To address this question, we need to first define what a “good proposal” is.

In our two-stage annual cycle, each project must pass through review at least twice before being awarded: once as a preliminary proposal, and once as an invited full proposal.

At each stage, review progresses in three steps:

  • Three individual panelists independently read, review, and score each proposal prior to the panel. A single DEB panelist is responsible for reviewing an assigned subset of all proposals at the panel. This is the same for preliminary proposals and full proposals. Full proposals also receive several non-panelist “ad hoc” reviews prior to the panel.
  • The proposal is brought to panel where the panelists discuss the proposal and individual reviews in relation to each other and in the context of the rest of the proposals in the panel to reach a consensus recommendation. This is the same for preliminary proposals and full proposals.
  • The Program Officers managing the program take into consideration the reviews, the recommendations of the panel(s) that assessed the proposal, and their portfolio management responsibilities to arrive at a final recommendation. This is the same for preliminary proposals and full proposals.

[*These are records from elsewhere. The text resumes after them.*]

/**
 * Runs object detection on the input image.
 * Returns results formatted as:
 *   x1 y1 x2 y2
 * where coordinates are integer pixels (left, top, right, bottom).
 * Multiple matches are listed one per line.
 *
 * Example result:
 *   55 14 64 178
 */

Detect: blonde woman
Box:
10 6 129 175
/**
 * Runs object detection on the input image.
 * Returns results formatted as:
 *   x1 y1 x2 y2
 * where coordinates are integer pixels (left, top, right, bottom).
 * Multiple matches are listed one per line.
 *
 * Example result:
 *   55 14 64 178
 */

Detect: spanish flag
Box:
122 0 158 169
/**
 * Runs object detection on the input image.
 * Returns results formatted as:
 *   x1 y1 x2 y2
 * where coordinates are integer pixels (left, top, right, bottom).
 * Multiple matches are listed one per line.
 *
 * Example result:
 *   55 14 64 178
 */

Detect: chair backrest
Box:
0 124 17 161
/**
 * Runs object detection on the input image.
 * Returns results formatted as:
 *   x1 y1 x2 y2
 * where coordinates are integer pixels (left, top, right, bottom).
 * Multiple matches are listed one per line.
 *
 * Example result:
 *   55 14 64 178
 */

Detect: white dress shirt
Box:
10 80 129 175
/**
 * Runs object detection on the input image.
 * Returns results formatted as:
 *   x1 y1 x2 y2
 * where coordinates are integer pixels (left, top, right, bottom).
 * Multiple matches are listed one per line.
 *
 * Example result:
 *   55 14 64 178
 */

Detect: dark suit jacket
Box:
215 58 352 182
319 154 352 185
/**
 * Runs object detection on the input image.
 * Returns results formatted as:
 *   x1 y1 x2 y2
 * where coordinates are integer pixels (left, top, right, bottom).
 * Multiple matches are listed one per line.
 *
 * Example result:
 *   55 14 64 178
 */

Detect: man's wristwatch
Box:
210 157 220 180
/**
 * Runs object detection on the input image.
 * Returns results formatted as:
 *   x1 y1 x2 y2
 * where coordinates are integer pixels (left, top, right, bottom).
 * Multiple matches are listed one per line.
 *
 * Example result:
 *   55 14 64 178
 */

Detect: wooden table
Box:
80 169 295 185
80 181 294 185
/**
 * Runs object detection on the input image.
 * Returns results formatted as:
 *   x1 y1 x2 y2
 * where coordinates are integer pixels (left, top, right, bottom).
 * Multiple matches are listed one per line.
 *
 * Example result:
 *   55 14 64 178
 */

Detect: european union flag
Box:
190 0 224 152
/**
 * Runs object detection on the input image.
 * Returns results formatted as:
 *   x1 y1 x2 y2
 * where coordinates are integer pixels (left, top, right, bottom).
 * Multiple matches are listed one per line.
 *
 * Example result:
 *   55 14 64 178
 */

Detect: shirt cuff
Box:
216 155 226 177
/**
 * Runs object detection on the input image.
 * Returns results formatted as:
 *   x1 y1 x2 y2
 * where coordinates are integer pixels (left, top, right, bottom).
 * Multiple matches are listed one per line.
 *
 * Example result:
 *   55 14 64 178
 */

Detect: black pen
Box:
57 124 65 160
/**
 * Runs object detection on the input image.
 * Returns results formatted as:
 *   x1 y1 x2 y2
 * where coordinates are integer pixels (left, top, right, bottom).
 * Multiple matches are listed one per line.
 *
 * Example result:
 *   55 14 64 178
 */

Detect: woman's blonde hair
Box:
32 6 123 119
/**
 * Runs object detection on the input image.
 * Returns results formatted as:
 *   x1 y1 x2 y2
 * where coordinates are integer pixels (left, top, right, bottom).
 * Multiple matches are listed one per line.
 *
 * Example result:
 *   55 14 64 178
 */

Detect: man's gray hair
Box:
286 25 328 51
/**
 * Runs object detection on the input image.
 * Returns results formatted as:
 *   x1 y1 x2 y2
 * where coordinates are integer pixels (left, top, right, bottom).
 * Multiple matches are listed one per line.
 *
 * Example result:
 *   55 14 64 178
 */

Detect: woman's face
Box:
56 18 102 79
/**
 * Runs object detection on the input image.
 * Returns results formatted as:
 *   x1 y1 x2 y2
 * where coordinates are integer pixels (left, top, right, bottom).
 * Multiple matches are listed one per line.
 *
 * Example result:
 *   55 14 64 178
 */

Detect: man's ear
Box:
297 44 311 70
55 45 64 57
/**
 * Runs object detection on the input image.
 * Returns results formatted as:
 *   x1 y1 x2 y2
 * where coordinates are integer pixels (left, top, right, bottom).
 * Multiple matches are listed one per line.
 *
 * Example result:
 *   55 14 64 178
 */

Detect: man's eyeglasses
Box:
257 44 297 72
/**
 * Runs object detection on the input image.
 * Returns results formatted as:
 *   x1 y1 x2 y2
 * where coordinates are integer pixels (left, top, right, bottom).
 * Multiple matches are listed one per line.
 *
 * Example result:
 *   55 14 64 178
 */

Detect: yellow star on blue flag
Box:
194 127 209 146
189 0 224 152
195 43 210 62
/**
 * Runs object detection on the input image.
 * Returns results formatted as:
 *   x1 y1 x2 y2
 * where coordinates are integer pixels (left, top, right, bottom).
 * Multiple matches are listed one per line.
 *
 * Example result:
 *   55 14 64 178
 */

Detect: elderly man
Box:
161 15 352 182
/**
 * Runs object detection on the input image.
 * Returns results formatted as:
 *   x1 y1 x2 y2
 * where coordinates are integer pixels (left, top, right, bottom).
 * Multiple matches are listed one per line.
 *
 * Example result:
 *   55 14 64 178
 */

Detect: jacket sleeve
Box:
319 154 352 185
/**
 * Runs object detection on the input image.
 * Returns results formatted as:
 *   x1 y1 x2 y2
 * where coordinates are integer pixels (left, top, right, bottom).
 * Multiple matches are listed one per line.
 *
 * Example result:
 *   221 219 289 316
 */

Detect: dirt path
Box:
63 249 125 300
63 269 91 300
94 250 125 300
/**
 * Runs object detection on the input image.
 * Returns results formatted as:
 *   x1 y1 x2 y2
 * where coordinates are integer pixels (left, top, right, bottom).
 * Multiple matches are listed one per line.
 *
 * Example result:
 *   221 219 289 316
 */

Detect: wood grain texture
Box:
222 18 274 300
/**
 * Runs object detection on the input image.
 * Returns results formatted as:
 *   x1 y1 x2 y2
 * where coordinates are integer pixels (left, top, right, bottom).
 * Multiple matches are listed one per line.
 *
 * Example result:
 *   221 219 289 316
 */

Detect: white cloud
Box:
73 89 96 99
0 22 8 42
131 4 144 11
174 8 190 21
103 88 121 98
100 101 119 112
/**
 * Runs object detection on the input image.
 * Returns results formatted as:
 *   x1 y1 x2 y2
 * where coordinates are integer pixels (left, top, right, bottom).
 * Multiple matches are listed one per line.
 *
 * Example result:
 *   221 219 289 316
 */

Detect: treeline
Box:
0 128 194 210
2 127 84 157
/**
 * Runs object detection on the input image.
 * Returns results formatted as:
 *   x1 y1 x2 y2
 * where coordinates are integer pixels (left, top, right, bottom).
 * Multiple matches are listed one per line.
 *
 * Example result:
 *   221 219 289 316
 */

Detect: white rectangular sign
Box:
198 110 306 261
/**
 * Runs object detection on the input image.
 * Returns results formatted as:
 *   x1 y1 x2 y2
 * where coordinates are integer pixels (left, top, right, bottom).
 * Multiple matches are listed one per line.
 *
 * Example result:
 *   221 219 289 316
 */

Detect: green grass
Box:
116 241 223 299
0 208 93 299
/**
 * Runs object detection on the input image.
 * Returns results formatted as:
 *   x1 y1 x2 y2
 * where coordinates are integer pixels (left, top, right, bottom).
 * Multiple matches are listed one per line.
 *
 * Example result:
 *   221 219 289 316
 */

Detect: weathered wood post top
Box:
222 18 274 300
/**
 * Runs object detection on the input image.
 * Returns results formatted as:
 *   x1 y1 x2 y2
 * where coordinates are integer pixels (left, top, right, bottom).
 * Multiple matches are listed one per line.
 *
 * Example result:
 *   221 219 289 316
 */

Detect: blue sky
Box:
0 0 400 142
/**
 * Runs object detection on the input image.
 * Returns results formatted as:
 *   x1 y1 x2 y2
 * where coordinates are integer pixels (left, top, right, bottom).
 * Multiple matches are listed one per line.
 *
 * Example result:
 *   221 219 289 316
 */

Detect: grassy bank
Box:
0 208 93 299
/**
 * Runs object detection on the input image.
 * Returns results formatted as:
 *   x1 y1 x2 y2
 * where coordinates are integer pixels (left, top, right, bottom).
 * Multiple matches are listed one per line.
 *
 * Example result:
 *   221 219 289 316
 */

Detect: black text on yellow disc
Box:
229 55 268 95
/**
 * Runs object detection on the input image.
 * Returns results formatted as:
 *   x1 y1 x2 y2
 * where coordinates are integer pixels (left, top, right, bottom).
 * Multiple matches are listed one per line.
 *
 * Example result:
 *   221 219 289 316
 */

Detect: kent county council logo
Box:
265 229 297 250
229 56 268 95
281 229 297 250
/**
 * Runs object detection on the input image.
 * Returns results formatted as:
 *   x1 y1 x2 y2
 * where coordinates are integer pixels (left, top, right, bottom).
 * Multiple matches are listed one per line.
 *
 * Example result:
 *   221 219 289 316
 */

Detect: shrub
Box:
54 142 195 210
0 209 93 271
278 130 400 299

In this case, since we are discussing the Program’s actions after peer review, we are defining as “good” anything that received a positive consensus panel recommendation. Initially, the label of “good” will be applied by the preliminary proposal panel. Then, at the full proposal panel it will receive a second label, which may or may not also be “good”. A “good” recommendation for either preliminary or full proposals includes any proposal not placed into the lowest (explicitly negative) rating category. The lowest category usually has the word “not” in it, as in “Do Not Invite” or “Not Fundable”. All other categories are considered “good” recommendations, whether there is a single positive category (e.g., “Invite”) or several ordinal options conveying varying degrees of enthusiasm (e.g., “high priority”, “medium priority”, “low priority”).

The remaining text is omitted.